Begin deze zomer kwam demissionair minister Harbers met zijn antwoorden op Kamervragen van de NSC naar aanleiding van het artikel in Link Magazine ‘Bijmengregels jagen kunststofindustrie naar buitenland’ . De kunststofverwerkers zijn er verre van content mee. ‘Hij simplificeert en gooit de markten van eenmalige verpakkingen en van technische gebruiksproducten op één hoop.’ Echt zorgen over de Nederlandse bijmengnorm – die strenger is en drie jaar eerder van kracht moet worden dan de Europese regelgeving – maken ze zich intussen niet meer: ‘In het Hoofdlijnenakkoord van het nieuwe kabinet staat immers duidelijk: geen nationale koppen op Europees beleid.’

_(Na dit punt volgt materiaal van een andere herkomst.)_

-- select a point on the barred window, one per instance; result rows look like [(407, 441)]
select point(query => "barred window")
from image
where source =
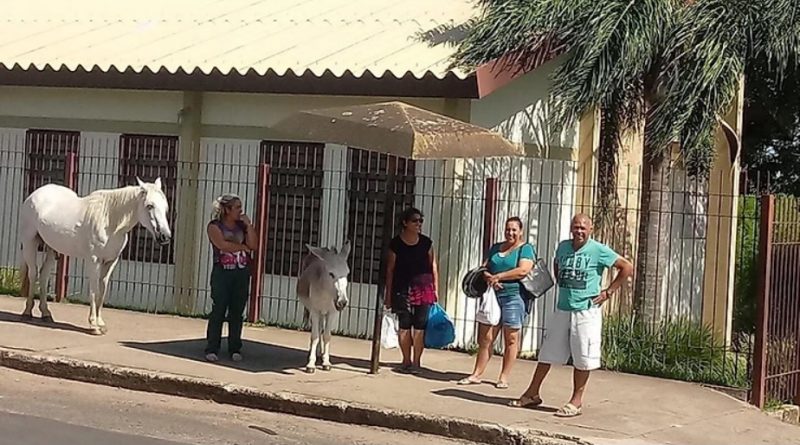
[(149, 157), (295, 203), (46, 152), (367, 188)]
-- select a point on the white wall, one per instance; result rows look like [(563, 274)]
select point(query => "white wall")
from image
[(520, 112)]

– ‘Het benodigde volume chemisch geproduceerd recyclaat is bij lange na niet beschikbaar.’
– ‘De NCPN brengt, uitsluitend voor Nederlandse bedrijven, een hoop administratieve rompslomp met zich mee.’

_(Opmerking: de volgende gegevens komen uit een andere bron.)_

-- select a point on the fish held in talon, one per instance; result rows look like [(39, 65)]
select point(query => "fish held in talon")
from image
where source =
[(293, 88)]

– ‘Soms zijn de change-control-procedures dusdanig lang en complex dat de eindklant die lang niet altijd accepteert.’
– ‘Niet aansluiten bij de PPWR tast de concurrentiepositie van Nederlandse plasticverwerkers aan.’

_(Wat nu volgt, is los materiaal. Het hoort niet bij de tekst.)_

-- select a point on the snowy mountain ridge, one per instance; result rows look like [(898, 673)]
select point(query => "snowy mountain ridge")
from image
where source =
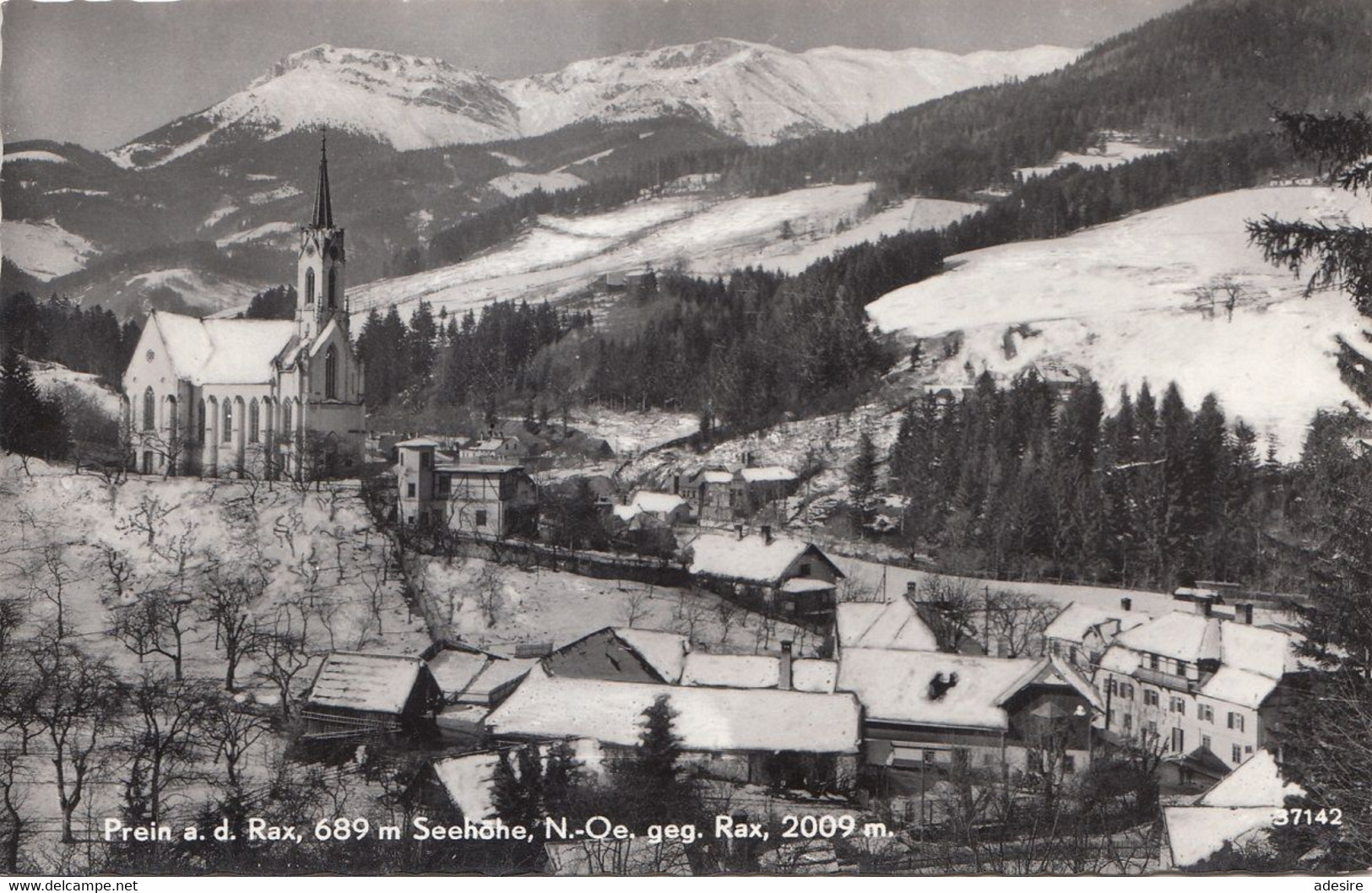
[(755, 92)]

Gerekend wordt op nieuwe kabinet dat ‘geen koppen wil op Europees beleid’
Uit de beantwoording begin juni van de vragen van NSC-Tweede Kamerleden Femke Zeedijk en Olger van Dijk door – inmiddels voormalig – minister van Infrastructuur en Waterstaat Mark Harbers blijkt dat hij zich vooral zorgen maakt over de recyclingindustrie en minder om de noden van de kunststofverwerkers, zo constateert Karin van Diest, manager strategie en ontwikkeling van de Groningse folieproducent Sylvaphane. Want Harbers stelt: ‘Op dit moment is er een overschot aan recyclaat dat Nederlandse plasticrecyclers niet kwijt kunnen omdat er geen vraag naar is. De kosten voor de Nederlandse recyclingindustrie zijn de afgelopen periode namelijk gestegen en de prijzen voor fossiel (virgin) plastics zijn gedaald. Afnemers van plasticproducten kiezen meestal voor de laagste prijs en vallen daardoor vaker terug op fossiel virgin plastic of import van recyclaat van buiten de EU. De markt voor recyclaat dient te worden versterkt en een plasticnorm (Nationale Circulaire Plastic Norm (NCPN), red.) draagt hieraan bij doordat er meer afzet zal worden gegenereerd voor de plasticrecyclingindustrie. Een goed functionerende markt voor recyclaat is belangrijk voor het behalen van onze nationale klimaat- en circulariteitsdoelen.’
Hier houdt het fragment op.